Wednesday, April 30, 2025

FROM MENDELSOHN TO BORROMINI

De La Warr pavilion.

Fleshing out the East Wing. Restaurant, Bar, Kitchen, Toilets, storerooms, terraces.  Stairs at the end of the long thin wing.  In the process I dug out more old library files, mostly furniture.

 


Over the past 15 years of using Revit, my strategy for maintaining a content library has evolved. Early on I was collecting anything and everything I could find. I soon decided to organise them in "collections"... Revit projects with a whole bunch of families organised by similarity.

Within these project files I could agonise about naming conventions, set up plan, front and side elevations... Do some basic quality control.

 


At some point it became clear to me that simple generic geometry was the way to go.

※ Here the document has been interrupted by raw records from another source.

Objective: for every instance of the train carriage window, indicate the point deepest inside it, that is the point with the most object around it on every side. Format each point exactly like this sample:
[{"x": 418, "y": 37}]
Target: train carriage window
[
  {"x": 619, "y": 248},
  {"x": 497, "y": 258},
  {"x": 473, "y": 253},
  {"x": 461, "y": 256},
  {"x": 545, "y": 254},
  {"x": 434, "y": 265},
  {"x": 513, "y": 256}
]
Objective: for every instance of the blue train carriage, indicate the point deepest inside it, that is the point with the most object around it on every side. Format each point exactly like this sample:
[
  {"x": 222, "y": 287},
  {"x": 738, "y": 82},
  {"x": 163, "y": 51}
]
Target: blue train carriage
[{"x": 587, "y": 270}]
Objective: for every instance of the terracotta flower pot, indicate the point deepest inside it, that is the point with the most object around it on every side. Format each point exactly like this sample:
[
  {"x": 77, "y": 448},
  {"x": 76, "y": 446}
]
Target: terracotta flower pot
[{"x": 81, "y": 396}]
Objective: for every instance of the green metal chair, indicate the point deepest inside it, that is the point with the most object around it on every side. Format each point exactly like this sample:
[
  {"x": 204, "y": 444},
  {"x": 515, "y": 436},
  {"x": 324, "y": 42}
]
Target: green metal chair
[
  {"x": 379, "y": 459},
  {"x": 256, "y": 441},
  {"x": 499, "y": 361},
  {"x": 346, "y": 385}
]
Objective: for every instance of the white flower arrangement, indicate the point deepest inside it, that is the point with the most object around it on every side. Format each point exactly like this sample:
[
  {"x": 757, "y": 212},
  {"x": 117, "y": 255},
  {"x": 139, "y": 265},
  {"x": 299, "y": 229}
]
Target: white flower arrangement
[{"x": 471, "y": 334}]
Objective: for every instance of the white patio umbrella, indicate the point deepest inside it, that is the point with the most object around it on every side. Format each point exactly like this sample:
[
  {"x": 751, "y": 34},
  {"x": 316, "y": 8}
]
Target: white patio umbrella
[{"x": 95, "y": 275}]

Add layers of information as it becomes available and organise using schedules. It depends on the project type and the remit of your company, but for us this made sense.

So I created a new set of generic collections and gradually sidelined the other more cumbersome and complex collections as the new, simpler, more consistent library files developed. It's those older collections that I am now reviewing, upgrading and filtering for content that may be usable for historical studies.

 


I've been sorting through twenty years worth of digital backups, filtering out the good from the bad and gradually putting the good stuff into places where I can find it. It's not that my filing system is disorganised, but over that length of time there are bound to be periodic bottlenecks in the months preceding a laptop upgrade.

This video is five years old, but the model dates back much further. The Chapel of Sant'Ivo alla Sapienza, by Francesco Borromini is at one end of the long courtyard. He was always one of my favourites as a young man who reveled in complexity. Here it's the geometry of the floor plan and the dome that intrigues, based on intersecting triangles and circles.

Of course it would take months for one person to attempt a detailed treatment of this gem in Revit, so my version is highly simplified and abstracted. But that has always fascinated me. How to convey the essence of a complex and subtle form with simple means? The primary goal, as usual was to engage in a hands-on, immersive learning process and emerge a little wiser as a result.